The current cluster began last month.

He looked at me for a long time. His eyes were the same color as the creature's. Amber. "To be seen," he whispered. "And to be forgotten. But mostly, to be seen." DogMan

Edmund was standing in the corner, facing the wall. He was naked. His jumpsuit lay torn on the floor, not unzipped, but shredded from the inside out. His spine was elongating. I watched his vertebrae separate, crack, and reform into a curve that was not human. His jaw unhinged with a wet pop. He turned. The current cluster began last month

For a second, I saw his human face—tears streaming down his cheeks, his mouth forming the word "Sorry." But mostly, to be seen

The door burst off its hinges. The alarms blared. I ran. I ran through the corridors, through the crash doors, into the snowy parking lot. Behind me, I heard the guards screaming, then the wet, percussive thump of bodies hitting the floor. Then silence.

It stood at the tree line, not on two legs, but hunched on all fours in a way that was wrong . A wolf’s posture, but a man’s shoulders. Its fur was the color of rust and midnight, matted over ribs that shouldn’t have been that visible. But it was the face that froze the scream in my throat. A wolf’s snout, yes, but the eyes—they were amber, round, and knowing . They didn’t reflect the bus’s headlights like an animal’s. They absorbed the light, like a human’s.

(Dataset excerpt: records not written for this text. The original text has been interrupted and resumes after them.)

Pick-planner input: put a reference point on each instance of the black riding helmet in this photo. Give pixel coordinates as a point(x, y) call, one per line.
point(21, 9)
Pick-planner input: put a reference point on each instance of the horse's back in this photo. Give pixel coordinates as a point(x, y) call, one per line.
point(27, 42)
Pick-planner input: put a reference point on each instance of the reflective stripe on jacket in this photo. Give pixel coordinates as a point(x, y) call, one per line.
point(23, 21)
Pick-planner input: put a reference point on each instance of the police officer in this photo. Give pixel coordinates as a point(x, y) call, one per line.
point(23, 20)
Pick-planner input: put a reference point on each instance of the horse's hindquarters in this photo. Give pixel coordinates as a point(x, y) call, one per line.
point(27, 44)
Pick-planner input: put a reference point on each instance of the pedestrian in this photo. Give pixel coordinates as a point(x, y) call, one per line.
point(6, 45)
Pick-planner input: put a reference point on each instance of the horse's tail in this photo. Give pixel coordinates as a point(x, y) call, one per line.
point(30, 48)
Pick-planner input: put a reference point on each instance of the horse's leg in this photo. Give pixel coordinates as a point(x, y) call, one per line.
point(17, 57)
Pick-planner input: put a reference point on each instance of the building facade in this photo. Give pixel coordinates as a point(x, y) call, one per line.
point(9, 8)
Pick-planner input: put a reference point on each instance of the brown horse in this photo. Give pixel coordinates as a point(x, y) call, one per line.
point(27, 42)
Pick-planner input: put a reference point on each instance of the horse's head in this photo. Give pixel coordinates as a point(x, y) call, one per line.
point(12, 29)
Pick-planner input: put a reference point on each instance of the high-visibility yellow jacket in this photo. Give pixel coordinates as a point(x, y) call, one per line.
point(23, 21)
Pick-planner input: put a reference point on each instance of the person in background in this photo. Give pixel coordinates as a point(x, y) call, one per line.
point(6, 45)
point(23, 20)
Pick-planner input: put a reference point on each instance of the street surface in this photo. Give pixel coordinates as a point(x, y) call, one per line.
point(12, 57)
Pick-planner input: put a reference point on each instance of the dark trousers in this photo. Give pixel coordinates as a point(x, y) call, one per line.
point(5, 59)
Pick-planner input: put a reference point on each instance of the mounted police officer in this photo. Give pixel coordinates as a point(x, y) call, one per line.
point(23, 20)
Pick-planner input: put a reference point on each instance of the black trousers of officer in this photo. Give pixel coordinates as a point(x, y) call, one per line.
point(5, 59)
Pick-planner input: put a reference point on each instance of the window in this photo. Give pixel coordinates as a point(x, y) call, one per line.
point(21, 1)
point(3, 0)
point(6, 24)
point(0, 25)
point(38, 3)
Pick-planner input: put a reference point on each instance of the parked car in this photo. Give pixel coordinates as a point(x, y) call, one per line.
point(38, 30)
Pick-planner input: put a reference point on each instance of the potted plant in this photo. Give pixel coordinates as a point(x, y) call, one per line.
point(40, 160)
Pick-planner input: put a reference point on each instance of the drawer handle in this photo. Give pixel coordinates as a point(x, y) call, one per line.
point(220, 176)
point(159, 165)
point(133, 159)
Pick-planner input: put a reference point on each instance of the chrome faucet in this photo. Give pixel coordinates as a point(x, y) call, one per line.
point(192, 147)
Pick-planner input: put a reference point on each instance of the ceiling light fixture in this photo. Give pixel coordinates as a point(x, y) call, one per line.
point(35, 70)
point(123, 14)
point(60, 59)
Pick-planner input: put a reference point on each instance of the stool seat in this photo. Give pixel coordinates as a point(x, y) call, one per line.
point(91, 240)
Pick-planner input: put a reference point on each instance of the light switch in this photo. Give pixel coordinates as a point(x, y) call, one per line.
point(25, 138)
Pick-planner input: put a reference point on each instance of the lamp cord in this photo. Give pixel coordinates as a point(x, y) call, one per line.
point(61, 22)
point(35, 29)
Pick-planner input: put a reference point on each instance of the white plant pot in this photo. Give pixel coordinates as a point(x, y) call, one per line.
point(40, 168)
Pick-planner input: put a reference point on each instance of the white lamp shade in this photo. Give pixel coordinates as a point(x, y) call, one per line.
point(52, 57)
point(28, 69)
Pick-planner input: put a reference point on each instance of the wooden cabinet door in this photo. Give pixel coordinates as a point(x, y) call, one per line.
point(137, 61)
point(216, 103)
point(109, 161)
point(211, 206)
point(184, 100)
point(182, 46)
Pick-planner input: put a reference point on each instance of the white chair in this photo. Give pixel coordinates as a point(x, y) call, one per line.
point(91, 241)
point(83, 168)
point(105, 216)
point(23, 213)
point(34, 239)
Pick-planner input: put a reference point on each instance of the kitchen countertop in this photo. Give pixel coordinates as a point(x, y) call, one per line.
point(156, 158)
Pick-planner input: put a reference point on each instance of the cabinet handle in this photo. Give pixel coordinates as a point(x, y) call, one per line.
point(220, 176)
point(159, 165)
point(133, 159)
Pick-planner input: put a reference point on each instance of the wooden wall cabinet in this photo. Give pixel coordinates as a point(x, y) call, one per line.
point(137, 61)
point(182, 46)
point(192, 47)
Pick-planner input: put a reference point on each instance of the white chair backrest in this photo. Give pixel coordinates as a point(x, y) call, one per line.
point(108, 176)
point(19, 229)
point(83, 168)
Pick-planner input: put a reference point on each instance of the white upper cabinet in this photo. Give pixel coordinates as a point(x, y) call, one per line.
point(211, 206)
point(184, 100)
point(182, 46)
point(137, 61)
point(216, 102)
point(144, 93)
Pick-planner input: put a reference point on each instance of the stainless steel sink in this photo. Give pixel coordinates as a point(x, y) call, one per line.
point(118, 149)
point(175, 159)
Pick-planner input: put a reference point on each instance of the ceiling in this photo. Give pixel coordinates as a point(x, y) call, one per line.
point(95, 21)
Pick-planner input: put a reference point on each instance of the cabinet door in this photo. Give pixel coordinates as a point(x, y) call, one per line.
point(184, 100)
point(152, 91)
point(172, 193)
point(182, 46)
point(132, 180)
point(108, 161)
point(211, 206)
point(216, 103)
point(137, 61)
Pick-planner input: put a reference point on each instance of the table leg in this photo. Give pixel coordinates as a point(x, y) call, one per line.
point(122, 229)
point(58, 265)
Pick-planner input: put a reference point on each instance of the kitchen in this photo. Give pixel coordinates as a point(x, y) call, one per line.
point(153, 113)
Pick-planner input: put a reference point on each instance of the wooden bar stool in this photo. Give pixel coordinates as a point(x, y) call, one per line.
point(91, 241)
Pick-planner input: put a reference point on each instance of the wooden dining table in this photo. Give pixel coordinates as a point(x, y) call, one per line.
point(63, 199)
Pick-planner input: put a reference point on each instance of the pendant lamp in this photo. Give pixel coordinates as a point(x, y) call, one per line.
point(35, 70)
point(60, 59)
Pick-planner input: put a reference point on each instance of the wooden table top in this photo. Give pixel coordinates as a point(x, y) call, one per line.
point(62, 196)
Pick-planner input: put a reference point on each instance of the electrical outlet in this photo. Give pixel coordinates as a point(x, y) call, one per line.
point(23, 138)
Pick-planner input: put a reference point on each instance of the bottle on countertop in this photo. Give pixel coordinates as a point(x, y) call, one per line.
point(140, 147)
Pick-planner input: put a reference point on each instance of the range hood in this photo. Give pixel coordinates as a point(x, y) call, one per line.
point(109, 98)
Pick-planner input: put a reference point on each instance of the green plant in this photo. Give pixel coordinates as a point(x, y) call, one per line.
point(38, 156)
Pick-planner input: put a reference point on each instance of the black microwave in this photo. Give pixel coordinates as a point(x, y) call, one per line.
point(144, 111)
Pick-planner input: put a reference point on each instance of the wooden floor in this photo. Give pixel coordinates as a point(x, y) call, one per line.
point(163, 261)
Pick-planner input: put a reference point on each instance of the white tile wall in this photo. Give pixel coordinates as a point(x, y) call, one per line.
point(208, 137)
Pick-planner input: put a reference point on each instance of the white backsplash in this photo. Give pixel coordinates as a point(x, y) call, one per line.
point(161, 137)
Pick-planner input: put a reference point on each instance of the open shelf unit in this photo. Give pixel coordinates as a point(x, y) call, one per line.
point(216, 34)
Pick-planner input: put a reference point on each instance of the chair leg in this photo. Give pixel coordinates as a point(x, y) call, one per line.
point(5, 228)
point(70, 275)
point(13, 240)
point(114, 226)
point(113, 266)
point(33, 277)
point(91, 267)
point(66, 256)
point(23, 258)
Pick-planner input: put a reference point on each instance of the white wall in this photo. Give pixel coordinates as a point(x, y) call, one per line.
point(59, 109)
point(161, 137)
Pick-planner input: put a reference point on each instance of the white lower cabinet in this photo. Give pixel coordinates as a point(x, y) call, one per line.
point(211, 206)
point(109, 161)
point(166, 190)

The records were hidden in plain sight. County coroner reports from the 1970s with "coyote attack" scribbled in the margin, despite the bite radius being three inches too wide. Native American oral histories from the Ojibwe tribe: the Michi Peshu , they called it, but that was a water panther. No, the elders had another name, one they wouldn't say aloud. They called it Giishkimanidoo —the Walking Nightmare.